Her plunging neckline, however, is attached to a short-sleeve sweater over which she's tied an apron. This is Sister Farr, member of the Church of Latter Day Saints and star of the "Mormon Muffins for TV Dinners" videos, an offshoot of the "Hot Mormon Muffins" in which beautiful, scantily clad Mormon women adopt vintage pin-up poses and offer a favorite muffin recipe. Some have legs so long they could reach Heaven just by putting on heels. The calendar will benefit breast cancer research, inspired by one model who survived breast cancer and in memory of the sister of another model, who did not. The Muffins are the 2010 companion to "Men on a Mission," now in its third year, a calendar of shirtless Mormon guys built like brick privies; dudes with six packs who have probably never touched a six pack in their lives.
But back to Sister Farr, who is saying that in preparation for the Last Days one should store a two-year supply of food, including fresh muffins, which she shows us how to preserve by suggestively sucking the air out of a Ziploc bag. By the time she’s done I want to 1) eat a muffin; and 2) go out and shop for something that will make me look as sexy as…a Mormon mom?
Inspiring that kind of counterintuitive thought isn’t easy. The man behind it is entrepreneur Chad Hardy, the 33-year-old founder of the calendar company Mormons Exposed. Hardy is a sixth-generation Mormon and former missionary.

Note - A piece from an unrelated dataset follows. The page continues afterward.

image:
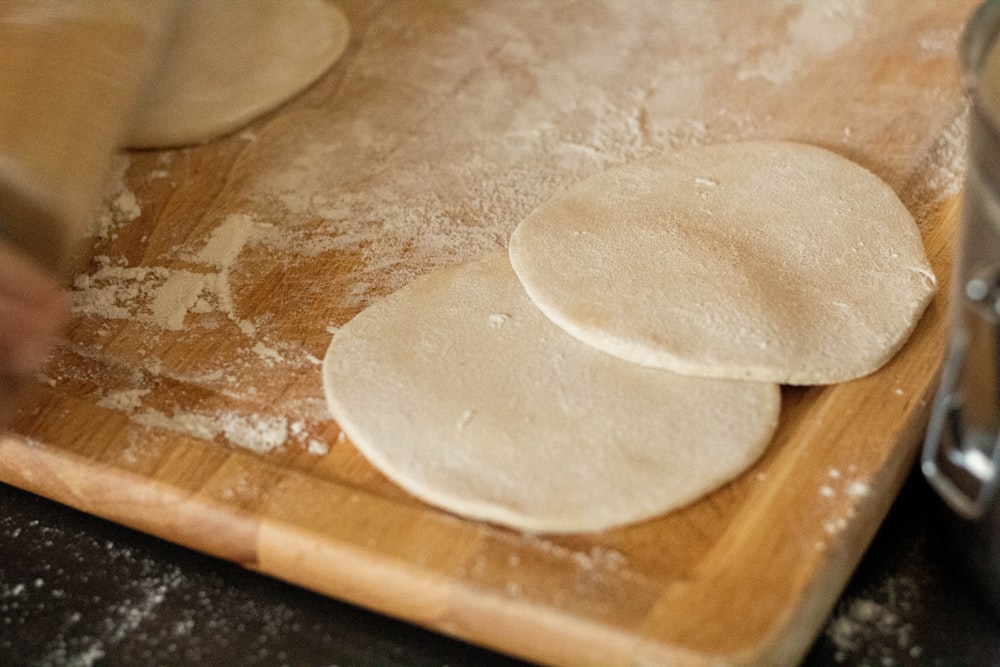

"I went to Brigham Young University and I hated the fact that I had to dress like everybody else," he says. "On devotional days, Tuesdays, if you didn’t wear a shirt and tie people looked at you like you were disobedient." That level of conformity was one of the reasons he created his calendars. "I wanted to make a statement that you don’t have to look the same as everyone else."
Hardy wanted to break down stereotypes. Boy, did he succeed.
"When this thing first came out," Hardy says about "Men on a Mission" in a phone interview, "I had a lot of church members say 'If there were more church members like you I’d have never left the church.'" Others have thanked him for showing the world that Mormons aren’t all stodgy, that they have a sense of humor about themselves. And non-Mormons appreciated getting to see a side of Mormons they didn’t know existed.
The praise, however, was not universal. Hardy was excommunicated. He couldn’t even go to his sister’s wedding because he couldn’t get a temple recommend, a certificate granting entrance into a Mormon temple (to talk to Hardy is to spend time looking up a lot of Mormon terminology later on). He gets lots of hate mail. (One of his relatives even de-friended him on Facebook. "Twice!" he says in disbelief. The first time the person claimed it was an accident. "I can’t even figure out how to get rid of friends," Hardy says. "It’s a process to get rid of a friend.")
He still considers himself a Mormon "by family culture, yes, by mystical beliefs, no," he says. While he sometimes misses the structure of the church there were a number of things he was at odds with, including the ways church leaders were making decisions "affecting people’s lives," for example, the issue of gay marriage.